At the time of Edo, Japan had high leveled sexual culture beginning from Yoshiwara. Sexual intercourse and anything symbolizing that was nothing to be embarrassed of. Actually, Japanese people had carnival with statues that was in the shape of sexual organs. But after World War II, this tradition of open sexuality became a minority and the society thought it to be something that had to be hidden and kept a secret.
“The important thing in life is opening your heart to only one partner”. This idea of yours introduced in Genki Sudo’s book and your idea of Soft Shamanism has moved me very much. I don’t know why but when I read this words, it strongly reminded me the Oiran of Yoshiwara. I would not say that the Soft Shamanism and the Yoshiwara culture is completely the same, but I believe that there is a common point, the most important thing that we have forgotten throughout the long history. That is to open your heart to your partner and enhance the sexuality of each other step by step, without limitation.
The important point of this process of enhancing sexuality is that both the partner needs to realize the enhancement for this realization should mean true satisfaction. I believe that this enhancement of sexuality will eventually lead to sacred heart. This is nothing to be embarrassed of and I strongly believe it is something that must be handed down to the next generation.

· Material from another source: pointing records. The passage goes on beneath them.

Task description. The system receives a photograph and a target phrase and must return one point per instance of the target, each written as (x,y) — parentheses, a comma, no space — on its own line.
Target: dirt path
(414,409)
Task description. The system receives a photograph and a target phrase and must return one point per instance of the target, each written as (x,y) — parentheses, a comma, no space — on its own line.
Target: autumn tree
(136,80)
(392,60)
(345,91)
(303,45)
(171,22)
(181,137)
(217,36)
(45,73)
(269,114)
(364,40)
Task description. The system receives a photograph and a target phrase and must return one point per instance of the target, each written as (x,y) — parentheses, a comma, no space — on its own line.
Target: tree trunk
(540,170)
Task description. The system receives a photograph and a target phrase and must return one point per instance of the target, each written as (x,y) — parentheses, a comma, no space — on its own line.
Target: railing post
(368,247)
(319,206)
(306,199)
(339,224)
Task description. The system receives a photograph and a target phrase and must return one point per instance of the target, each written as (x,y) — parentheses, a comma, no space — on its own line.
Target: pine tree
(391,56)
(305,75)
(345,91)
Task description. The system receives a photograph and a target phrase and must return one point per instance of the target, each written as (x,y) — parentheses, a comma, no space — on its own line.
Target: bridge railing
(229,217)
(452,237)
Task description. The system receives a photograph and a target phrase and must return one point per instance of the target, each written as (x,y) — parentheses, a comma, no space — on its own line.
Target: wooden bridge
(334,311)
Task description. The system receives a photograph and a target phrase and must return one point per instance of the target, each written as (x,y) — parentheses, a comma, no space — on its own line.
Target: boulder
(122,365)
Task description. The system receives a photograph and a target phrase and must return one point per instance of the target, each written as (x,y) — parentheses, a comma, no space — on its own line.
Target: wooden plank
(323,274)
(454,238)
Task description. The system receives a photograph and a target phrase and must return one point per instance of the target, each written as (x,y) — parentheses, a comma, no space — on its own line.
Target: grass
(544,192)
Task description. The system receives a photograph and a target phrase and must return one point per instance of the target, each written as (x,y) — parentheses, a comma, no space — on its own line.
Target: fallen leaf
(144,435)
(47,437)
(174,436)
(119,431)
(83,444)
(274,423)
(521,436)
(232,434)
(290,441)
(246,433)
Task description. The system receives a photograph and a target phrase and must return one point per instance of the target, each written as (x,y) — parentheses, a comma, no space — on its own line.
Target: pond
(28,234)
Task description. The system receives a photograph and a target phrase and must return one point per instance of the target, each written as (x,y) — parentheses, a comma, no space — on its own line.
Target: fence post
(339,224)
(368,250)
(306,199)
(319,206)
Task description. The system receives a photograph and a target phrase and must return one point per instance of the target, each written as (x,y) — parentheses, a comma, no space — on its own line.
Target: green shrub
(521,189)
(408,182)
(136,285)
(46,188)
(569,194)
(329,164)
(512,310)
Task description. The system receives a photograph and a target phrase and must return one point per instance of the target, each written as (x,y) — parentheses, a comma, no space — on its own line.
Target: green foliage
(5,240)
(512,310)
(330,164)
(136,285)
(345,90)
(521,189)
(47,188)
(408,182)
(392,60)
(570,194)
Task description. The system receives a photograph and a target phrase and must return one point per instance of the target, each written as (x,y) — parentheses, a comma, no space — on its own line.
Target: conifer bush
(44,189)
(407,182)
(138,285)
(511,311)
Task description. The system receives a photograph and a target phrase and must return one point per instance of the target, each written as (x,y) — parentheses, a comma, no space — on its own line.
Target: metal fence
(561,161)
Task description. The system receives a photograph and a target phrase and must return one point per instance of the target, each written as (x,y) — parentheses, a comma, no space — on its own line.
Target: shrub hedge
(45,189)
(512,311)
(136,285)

But what is it to “open” your heart? The voice of yours I hear in the Cosmic Giggle is very relaxing to me. Is this because your voice is something from the heart?

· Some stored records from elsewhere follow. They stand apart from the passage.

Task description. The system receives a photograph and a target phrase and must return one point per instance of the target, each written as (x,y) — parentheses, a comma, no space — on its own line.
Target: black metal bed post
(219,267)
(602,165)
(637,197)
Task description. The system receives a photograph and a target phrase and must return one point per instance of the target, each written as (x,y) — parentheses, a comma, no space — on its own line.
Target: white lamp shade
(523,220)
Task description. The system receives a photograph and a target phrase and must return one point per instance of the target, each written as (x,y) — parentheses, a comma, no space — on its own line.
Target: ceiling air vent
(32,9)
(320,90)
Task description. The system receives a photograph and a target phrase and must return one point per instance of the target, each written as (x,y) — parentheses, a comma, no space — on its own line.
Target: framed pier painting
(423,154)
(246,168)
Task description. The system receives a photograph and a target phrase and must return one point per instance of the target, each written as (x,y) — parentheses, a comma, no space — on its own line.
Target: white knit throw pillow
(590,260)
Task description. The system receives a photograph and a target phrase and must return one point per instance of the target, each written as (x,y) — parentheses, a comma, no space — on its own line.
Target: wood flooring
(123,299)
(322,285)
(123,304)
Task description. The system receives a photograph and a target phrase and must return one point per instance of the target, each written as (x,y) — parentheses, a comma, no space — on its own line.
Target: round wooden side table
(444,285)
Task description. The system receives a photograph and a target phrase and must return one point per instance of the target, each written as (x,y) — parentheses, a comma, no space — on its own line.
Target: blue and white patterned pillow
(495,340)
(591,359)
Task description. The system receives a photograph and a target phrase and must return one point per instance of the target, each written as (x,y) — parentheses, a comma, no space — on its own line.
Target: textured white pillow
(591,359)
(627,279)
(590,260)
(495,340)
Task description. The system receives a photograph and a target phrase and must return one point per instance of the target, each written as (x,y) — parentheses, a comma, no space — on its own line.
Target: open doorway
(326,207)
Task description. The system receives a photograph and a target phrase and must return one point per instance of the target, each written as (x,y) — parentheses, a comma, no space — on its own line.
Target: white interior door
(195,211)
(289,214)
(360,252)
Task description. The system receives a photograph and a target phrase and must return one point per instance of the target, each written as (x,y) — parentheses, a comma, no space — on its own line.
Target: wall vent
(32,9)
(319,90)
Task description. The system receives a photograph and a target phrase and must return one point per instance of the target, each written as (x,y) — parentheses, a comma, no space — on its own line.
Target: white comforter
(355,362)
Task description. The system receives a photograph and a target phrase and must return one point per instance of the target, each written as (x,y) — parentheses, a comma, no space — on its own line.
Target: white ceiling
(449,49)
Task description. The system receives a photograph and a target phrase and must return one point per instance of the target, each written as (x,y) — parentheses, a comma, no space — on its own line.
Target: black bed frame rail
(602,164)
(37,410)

I had a precious experience in the past, about 7 to 8 years ago. It was the first time I have gave love to a woman that I loved. I clearly knew how much of my feelings were received by her; I told her “I love you, I love you” and I wasn’t sad at all, but tears fell from my eyes. It was obvious that there was some kind of pure energy that transcended the word “love”, and when I felt that this energy was understood by her, I, myself felt very kind and peaceful, and I also felt the enormous affection toward my love. This peaceful feeling was just fulfilling by itself.
Even though it has been a long time, it is an unforgettable event, for I believe it was an event that came from my heart. From this experience I began to desire profound understandings of the essence of my love. This thought lead me to the study of Yoshiwara and eventually to your idea of Soft Shamanism. To me, these idea of Soft Shamanism, Oiran of Yoshiwara and the precious experience I had are the truth of heart. Today, I still love the woman and so I want to feel and learn further from you the true heart of men, the true heart of human being.
“As I am, so are others; As others are, so am I. Having thus identified self and others, harm no one nor have them harmed.” This phrase by Buddha was the very first phrase that I started the journey of this scholarship. With my English skills, I had difficulty catching the nuance of the words so I asked for help to the Italian and Japanese couple that was at the same cafe by incident.
Many friends and co-workers of mine has helped me out in order to read and write this essay. Even as I am writing this essay, there is someone supporting me by my side. In this means, Lujan, you have gave me an opportunity to meet many people and enhance my life. It is like a rainbow bridge being passed to me from the others. Throughout this month and a half, my relationship between others, such as my parents, friends, and some strangers that sat next to me has became stronger than before. What I met during this period was the new aspect of my heart.
If this book was written in Japanese and not English, I might have been able to understand the book better but I could not have realize the relationship that I could have earned. And even if I could have understood the words of Buddha, I could not have received it by my heart. I want to thank to all of the flow and timing that lead me to this place, and to you for reading my essay to the end. Again, thank you very much. Arigato.